Si de algo puede llevar con orgullo HBO es que, entre los diferentes pasillos que cuelgan sus diversas producciones, en el acceso a los clásicos siempre cuentan con la posibilidad de agregar más cuadros. Y si bien hasta hace no mucho el mundo apoyaba los ojos en la pantalla en los Siete Reinos creados por George R.R. Martin, los clásicos domingos siguieron perteneciendo a la empresa con Succession (2018).
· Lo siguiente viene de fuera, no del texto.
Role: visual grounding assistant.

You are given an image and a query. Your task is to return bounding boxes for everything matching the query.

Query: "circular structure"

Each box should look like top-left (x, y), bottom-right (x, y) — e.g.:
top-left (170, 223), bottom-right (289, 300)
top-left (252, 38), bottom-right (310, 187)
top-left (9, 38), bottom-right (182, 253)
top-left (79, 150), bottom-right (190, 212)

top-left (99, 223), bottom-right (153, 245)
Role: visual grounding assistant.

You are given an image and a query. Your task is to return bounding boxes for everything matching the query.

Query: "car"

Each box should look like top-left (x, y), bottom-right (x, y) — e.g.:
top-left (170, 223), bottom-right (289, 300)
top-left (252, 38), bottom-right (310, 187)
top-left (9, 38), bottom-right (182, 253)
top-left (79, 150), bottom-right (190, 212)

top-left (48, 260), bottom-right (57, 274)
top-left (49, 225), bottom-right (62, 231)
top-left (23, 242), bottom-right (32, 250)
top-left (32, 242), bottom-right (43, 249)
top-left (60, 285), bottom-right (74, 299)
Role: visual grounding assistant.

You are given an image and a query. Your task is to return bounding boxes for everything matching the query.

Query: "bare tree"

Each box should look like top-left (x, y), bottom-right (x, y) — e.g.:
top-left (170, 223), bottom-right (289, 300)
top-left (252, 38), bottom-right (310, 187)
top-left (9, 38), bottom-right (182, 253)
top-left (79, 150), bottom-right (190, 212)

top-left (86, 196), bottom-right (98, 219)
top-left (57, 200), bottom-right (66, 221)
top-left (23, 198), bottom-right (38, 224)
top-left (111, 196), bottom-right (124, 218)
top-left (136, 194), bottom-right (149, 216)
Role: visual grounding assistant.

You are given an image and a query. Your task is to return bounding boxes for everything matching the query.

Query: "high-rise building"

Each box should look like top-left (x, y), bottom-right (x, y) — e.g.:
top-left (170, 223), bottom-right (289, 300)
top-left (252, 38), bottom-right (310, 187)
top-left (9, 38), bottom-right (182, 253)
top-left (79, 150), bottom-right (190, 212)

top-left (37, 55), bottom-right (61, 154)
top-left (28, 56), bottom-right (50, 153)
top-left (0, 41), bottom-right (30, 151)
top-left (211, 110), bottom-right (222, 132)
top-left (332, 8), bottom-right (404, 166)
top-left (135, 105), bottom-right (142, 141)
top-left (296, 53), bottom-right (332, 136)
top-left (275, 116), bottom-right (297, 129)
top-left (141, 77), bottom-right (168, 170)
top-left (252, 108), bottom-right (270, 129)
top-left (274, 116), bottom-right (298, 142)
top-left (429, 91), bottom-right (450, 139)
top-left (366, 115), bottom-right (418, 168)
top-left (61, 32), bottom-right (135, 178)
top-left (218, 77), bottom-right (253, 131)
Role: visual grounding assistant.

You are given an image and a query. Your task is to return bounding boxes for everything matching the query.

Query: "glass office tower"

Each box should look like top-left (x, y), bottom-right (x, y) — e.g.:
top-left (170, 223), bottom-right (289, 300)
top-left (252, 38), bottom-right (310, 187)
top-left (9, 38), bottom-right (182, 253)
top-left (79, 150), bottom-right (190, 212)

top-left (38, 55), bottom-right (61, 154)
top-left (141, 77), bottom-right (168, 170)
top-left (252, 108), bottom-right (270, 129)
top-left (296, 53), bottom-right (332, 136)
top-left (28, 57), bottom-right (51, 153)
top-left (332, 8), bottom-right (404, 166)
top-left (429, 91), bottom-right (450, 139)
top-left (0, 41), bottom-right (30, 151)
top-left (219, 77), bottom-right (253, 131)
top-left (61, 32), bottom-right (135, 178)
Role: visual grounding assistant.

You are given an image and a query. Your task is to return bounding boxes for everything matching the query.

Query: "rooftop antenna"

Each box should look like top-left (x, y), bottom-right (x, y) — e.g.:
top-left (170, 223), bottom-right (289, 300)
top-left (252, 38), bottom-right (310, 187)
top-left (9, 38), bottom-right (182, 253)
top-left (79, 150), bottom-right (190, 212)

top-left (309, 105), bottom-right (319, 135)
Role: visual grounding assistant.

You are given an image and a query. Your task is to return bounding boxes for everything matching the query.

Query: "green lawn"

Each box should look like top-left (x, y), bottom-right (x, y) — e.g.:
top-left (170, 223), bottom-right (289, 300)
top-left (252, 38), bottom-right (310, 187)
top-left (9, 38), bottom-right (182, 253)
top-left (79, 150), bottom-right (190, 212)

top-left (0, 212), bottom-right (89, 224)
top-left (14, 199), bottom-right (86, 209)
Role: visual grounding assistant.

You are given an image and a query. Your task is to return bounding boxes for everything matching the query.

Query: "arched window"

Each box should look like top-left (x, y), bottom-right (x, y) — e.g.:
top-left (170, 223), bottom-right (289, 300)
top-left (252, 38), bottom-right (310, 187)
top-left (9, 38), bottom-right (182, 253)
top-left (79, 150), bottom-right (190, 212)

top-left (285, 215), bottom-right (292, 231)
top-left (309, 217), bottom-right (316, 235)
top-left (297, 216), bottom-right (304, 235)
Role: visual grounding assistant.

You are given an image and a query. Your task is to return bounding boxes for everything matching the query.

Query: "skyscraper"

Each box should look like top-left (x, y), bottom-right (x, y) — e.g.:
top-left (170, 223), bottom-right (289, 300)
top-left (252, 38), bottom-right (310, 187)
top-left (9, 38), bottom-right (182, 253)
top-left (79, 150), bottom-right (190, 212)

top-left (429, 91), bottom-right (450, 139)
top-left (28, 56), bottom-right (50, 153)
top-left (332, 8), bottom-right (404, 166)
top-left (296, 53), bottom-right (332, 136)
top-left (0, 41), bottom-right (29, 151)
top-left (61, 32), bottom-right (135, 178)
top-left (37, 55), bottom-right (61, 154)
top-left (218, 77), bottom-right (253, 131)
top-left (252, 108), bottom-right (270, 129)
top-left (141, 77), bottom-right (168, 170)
Lo craneado por Jesse Armstrong hizo que nos interese ver a gente discutir sobre acciones y naturalizar millones de dólares del que nunca estaremos cerca en nuestras vidas seguramente. No pasa por empatía, debido a la lejanía de todo ese círculo; pero tampoco –aunque tal vez un poco más cercano a eso- porque nos interesa ese circo moderno de ricachones enjaulados en su mundo peleando entre sí y florecer sus miserias como cualquier ser humano. Sino que la riqueza de la serie pasa por la inteligencia de los diálogos y enérgicas situaciones que se mantienen siempre activos.

Los Roy decidieron unirse, pelearse, dejar todo, ser ambiciosos y muchas acciones contradictorias más. En este último round, tenemos al mandamás Logan (Brian Cox) en pleno conflicto con sus tres hijos: Kendall (Jeremy Strong), Shiv (Sarah Snook) y Roman (Kieran Culkin), mientras el olvidado Connor (Alan Ruck) intenta materializar sus utópicos sueños.
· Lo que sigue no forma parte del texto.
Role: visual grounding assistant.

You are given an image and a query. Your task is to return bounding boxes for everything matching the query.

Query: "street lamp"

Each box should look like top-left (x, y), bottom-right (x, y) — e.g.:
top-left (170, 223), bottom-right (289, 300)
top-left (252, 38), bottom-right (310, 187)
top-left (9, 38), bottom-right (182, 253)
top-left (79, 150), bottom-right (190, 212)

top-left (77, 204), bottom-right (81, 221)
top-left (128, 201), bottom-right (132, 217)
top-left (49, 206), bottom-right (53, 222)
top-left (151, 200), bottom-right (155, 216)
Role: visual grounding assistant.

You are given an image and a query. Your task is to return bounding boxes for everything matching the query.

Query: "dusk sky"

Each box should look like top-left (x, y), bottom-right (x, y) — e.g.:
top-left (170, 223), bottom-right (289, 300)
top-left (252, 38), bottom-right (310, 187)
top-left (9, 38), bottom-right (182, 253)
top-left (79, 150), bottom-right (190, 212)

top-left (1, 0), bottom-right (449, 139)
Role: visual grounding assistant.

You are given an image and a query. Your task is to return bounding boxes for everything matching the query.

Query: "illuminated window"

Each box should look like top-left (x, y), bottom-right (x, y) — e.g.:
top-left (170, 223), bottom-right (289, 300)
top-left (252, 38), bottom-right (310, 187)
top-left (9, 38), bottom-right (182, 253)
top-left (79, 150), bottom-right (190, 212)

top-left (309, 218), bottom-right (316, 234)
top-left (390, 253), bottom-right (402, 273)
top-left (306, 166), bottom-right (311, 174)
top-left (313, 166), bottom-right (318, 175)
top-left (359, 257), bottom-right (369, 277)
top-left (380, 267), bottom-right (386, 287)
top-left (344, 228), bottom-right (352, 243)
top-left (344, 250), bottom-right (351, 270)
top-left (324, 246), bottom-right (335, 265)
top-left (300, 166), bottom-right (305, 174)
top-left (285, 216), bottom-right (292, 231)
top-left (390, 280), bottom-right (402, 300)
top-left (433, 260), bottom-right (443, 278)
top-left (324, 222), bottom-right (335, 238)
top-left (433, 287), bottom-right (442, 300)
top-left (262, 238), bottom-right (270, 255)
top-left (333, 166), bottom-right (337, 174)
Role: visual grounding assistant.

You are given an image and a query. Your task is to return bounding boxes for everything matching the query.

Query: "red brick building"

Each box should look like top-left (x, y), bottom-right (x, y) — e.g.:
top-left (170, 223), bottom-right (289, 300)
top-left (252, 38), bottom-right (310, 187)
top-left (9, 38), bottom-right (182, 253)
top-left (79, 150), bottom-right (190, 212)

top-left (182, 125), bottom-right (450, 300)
Pero cualquier premisa como un simple enfrentamiento entre progenitor y descendientes que cerró lo que vimos en 2021 es poco para lo que podíamos esperar de estos últimos diez capítulos. La idea de esta temporada no es una simple disputa en el ring, solo ver a millonarios luchando por el trono, sino que sus autores decidieron contar con varios trucos bajo la manga para despistar al espectador –sin faltarle el respeto- y que el dinamismo por el que se caracterizó la serie nunca decaiga. De salidas sorpresivas en el reparto protagónico a apariciones que se van haciendo más fuerte –el acechante misántropo interpretado por Alexander Skarsgård– son matrices de esta cuarta parte, y que demuestran que el universo creado tomó semejante dimensión que logra funcionar aunque algunos nombres no se hagan presentes. ¿Se extraña? Sí, pero esa ausencia también representa, implica exteriorizar pasiones del resto que lo justifican en este contexto caótico.


Hay situaciones muy puntuales que abordarlas puntillosamente en estas líneas le sacarían la magia creada en la pantalla; pero las bodas –siempre HBO poniendo el énfasis caótico a este tipo de ceremonias- o las elecciones presidenciales son pruebas para los personajes y sus movimientos cual fichas de ajedrez. ¿Quién es alfil, rey o torre? Es lo interesante de ver en dichos sucesos, y la metamorfosis de roles que no se estancan.

Pero entre tanto elogio técnico, sería injusto no poner a sus protagonistas en el pedestal merecido para construir esos personajes que generan cualquier sentimiento, menos indiferencia. Podríamos decir que este epílogo nos permite vislumbrar un Roman alejado de la ironía característica y, como fue Kendall durante otros pasajes, más transparente y frágil. Lo mismo sucede con la hasta acá invicta hermana Roy, donde la interacción con Tom (Matthew Macfadyen) resultó de lo más movilizante con escenas icónicas pero también su inquietud frente a sus consaguíneos.

La historia de la familia antítesis de los Pearsons llegaron a su fin, con ganadores, perdedores, sujetos sujetados y solitarios. El rótulo de “clásico” a Succession lo pondrá en su lugar el tiempo, aunque los sentimientos generados y elogios exorbitantes nos permite vislumbrar su espacio entre las mejores producciones de la pantalla chica.